Tags: Mitt Romney | Rick Perry | Mitt Romney | missionary | work | Gov. Rick Perry

Romney Seeks to Emphasize His Human Side

By Dan Weil   |   Monday, 12 Dec 2011 12:04 PM

Some Republicans have complained that presidential candidate Mitt Romney doesn’t show enough passion and humanity on the campaign trail. So now he has begun to turn over a new leaf, Politico says.

In just the past few days, he has talked about his father, discussed experiences he had while working as a missionary that he had never publicly revealed before, and brought up his Mormonism publicly for the first time in four years.

The change comes as the former Massachusetts governor has been eclipsed in the polls by former House Speaker Newt Gingrich. The Georgian generally refrains from bringing up his personal life, perhaps feeling the vulnerability of two divorces.

Romney has a vulnerability himself on the personal side – his huge wealth. But even there, he is trying to create a connection with voters who aren’t wealthy.

At a campaign event in New Hampshire Sunday, Romney discussed his life as a missionary in France. He was living on $110 a month. “Most of the apartments I lived in had no refrigerators,” Romney said. There were no showers either.

“If we were lucky, we actually bought a hose, and we stuck it on the sink, and we’d hold ... the hose and the big bucket underneath us in the kitchen and wash ourselves that way,” Romney said. “And so, I lived in a way that people of lower-middle income in France lived and said to myself, ‘Wow, I sure am lucky to have been born in the United States of America.’ ”

Some of the apartments didn’t have toilets either, Romney said. “We had instead the little pads on the ground. You know how that works, all right. There was a chain behind you with a bucket. It was a bucket affair. I had not experienced one of those in the United States.”

Romney began the discussion of his missionary work at Saturday’s debate — a first in this campaign.

When debate moderator Diane Sawyer asked how he could understand personal financial strain, Romney said, “I was able to serve my church overseas, and to meet people there that had very difficult circumstances in their life.”

Romney cited domestic experience as well. “I also spent time in this country, serving as a pastor in my church, and, again, having the occasion to work with people that were really struggling. I saw marriages under great stress.”

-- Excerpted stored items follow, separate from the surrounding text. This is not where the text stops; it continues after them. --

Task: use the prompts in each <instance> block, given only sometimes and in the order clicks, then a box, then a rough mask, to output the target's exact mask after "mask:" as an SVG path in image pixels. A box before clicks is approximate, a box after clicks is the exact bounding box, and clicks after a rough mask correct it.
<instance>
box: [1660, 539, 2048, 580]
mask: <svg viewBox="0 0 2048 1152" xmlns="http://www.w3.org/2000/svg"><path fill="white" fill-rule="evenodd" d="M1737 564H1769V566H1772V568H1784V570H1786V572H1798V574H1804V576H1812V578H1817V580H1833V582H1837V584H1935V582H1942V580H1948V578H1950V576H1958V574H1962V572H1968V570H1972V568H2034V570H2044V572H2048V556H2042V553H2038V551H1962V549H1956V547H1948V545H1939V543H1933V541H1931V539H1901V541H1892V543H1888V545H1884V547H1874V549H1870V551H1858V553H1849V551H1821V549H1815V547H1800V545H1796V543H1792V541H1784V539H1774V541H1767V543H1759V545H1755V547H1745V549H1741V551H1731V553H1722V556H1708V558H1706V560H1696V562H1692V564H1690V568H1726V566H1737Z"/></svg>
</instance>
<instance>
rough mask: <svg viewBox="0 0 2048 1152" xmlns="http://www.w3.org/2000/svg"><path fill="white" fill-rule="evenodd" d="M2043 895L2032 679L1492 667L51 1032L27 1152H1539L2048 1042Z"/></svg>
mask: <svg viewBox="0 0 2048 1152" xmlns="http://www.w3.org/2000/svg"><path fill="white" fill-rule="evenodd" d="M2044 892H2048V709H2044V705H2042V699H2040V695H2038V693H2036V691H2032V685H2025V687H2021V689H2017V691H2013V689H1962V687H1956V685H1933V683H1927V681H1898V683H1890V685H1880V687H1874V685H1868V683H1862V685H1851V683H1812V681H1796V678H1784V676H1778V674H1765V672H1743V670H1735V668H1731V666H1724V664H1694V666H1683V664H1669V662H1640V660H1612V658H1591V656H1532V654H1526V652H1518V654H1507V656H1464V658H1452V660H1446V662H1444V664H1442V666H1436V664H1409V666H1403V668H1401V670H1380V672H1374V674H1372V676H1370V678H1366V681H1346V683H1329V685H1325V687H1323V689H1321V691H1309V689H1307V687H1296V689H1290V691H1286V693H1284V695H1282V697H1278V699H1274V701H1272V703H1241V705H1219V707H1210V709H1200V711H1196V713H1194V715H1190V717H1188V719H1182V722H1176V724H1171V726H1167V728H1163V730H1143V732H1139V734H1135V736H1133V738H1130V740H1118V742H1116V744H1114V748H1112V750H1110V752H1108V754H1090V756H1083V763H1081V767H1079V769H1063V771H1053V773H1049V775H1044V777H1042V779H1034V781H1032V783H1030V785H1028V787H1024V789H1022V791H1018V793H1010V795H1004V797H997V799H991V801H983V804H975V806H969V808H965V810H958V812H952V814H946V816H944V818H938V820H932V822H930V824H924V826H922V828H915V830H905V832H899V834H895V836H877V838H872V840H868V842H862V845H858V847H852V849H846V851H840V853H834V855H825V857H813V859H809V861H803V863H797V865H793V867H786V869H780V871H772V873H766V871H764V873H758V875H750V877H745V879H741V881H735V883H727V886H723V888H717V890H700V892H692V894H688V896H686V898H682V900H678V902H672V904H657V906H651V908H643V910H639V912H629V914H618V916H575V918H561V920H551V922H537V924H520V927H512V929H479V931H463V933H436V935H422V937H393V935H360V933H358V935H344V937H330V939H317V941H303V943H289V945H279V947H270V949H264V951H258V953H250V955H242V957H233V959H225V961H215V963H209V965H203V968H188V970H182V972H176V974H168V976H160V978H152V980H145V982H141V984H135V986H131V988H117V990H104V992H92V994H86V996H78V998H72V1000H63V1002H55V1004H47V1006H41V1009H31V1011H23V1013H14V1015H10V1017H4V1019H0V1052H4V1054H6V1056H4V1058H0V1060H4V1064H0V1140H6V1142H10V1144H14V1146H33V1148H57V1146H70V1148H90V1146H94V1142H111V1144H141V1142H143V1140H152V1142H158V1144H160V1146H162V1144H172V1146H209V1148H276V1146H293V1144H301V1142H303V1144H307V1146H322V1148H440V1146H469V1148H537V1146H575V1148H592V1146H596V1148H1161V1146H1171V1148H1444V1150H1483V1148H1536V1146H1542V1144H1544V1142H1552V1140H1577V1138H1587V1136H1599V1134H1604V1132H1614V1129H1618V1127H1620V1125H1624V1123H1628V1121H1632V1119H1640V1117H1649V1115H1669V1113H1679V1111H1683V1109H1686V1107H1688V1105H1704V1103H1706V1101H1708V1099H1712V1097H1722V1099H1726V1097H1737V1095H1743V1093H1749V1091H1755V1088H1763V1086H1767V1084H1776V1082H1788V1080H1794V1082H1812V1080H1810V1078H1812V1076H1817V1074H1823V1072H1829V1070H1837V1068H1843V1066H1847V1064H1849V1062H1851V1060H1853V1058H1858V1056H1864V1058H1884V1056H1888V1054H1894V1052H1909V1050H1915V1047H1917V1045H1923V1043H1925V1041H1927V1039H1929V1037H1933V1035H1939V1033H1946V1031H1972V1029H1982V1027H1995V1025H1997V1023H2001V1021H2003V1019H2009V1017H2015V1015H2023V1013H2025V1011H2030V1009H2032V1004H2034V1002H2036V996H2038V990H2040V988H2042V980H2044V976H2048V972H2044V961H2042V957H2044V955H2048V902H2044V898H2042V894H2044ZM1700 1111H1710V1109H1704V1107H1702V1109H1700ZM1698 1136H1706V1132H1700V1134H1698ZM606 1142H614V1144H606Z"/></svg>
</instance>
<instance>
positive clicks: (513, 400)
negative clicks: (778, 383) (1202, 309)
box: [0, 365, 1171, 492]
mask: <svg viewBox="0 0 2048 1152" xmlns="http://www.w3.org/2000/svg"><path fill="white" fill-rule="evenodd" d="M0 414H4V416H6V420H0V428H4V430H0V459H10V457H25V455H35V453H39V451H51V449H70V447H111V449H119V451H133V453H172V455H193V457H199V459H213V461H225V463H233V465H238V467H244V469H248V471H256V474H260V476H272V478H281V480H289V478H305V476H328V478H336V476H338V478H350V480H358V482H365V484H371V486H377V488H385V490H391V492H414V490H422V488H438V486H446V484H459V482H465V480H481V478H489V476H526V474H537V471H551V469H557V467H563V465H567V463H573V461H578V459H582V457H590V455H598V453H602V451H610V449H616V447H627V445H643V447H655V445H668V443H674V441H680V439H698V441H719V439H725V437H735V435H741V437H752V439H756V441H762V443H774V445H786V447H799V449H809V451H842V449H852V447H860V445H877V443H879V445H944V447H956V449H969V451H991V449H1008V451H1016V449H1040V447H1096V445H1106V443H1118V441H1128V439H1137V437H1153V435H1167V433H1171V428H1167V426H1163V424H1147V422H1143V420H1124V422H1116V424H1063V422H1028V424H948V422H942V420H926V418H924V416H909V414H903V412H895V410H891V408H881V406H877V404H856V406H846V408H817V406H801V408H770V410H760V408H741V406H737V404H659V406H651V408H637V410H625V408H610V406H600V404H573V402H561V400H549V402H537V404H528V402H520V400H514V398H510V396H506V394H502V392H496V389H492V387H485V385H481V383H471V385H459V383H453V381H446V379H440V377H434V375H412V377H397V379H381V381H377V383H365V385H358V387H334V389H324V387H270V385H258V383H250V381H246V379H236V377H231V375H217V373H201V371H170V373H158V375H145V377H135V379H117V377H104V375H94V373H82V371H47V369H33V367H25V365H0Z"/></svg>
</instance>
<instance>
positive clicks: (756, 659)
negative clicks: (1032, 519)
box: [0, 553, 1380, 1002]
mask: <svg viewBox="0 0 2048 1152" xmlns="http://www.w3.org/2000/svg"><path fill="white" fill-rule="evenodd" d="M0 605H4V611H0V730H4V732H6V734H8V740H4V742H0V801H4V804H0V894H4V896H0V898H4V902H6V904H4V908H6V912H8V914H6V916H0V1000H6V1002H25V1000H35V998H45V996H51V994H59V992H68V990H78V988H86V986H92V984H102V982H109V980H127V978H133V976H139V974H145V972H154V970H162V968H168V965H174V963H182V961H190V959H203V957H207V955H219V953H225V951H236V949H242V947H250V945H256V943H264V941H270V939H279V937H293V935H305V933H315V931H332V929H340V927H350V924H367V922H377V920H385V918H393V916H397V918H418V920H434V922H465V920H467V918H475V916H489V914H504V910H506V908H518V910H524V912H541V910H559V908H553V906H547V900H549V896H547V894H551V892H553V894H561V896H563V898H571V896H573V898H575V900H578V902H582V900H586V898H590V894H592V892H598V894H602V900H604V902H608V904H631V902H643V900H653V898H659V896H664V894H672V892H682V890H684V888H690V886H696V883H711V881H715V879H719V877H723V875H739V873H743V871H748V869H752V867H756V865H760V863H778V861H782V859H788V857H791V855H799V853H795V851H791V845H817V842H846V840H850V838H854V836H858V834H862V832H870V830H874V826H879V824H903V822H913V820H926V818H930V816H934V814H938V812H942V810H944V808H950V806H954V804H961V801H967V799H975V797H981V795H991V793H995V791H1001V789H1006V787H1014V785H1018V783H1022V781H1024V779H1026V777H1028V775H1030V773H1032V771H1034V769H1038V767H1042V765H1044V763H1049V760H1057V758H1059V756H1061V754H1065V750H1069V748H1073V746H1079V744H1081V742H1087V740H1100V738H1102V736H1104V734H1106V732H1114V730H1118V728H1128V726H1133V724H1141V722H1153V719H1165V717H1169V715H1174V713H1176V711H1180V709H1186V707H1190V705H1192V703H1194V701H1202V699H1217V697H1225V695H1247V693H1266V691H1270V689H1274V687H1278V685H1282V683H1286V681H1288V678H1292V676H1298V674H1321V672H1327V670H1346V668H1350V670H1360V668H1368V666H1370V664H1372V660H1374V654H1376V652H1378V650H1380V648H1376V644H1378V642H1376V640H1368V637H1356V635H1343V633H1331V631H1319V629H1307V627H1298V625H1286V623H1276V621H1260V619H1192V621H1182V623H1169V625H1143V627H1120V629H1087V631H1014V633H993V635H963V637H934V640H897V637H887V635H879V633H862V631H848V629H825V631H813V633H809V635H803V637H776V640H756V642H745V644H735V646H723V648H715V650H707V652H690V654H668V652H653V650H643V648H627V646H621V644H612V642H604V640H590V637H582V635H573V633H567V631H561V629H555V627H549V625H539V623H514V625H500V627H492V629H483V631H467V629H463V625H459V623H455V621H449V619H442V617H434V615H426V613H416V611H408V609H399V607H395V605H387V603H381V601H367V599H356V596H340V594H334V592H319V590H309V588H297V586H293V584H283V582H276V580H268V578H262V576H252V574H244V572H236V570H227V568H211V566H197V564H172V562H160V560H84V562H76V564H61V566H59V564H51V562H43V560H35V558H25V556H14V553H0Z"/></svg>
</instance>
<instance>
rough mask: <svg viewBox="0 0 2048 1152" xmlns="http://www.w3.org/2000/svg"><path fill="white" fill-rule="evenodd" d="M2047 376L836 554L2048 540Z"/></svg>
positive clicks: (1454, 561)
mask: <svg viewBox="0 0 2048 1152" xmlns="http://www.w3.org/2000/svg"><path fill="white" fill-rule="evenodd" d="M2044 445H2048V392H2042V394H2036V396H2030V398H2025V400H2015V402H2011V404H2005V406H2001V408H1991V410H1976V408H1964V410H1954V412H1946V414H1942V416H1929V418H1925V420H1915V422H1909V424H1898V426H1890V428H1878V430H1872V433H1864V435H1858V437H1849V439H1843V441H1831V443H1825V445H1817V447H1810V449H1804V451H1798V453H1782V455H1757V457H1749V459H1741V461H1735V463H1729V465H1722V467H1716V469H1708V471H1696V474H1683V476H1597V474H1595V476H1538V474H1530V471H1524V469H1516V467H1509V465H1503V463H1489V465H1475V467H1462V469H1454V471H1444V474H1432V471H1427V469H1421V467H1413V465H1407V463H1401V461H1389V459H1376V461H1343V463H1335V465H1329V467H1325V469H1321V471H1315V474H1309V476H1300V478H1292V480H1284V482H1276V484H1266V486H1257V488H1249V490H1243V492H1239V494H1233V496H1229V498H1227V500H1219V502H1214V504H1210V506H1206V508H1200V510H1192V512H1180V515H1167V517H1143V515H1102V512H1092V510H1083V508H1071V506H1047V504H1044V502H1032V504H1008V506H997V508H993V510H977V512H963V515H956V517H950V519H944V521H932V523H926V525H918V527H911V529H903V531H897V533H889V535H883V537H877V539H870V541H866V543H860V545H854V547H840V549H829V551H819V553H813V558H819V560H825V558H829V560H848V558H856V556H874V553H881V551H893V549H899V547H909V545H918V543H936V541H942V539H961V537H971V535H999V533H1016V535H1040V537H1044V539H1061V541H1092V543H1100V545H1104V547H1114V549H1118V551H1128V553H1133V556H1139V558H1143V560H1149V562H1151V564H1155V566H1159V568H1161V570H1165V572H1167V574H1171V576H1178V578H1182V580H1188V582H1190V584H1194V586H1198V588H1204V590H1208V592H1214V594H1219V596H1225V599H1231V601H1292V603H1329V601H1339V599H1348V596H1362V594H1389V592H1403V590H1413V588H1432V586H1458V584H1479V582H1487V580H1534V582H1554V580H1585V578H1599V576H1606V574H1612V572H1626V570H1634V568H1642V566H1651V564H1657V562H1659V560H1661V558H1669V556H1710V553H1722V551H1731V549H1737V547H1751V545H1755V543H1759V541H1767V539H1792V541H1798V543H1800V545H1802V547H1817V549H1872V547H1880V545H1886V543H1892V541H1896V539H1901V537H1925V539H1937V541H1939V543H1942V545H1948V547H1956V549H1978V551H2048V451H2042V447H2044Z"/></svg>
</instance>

Romney’s effort to emphasize his human side began last week with television ads portraying him as a family man and increased appearances on the campaign trail by his wife, Ann. He even used Ann to deflect the flak he has taken for offering a $10,000 bet to Texas Gov. Rick Perry during Saturday’s debate.

“After the debate was over, Ann came up and gave me a kiss, and she said, ‘A lot of things you do well and betting isn’t one of them,’ ” Romney said.

Larry Finder, a Houston fundraiser for Romney who learned about the missionary work in a conversation with one of Romney’s sons several weeks ago, approves of his new strategy.

“I remember saying, ‘I wish that would go public so that more people would hear about it,’” Finder told Politico. “The fact that he’s talking about his religious background not only humanizes him, but the story is endearing.”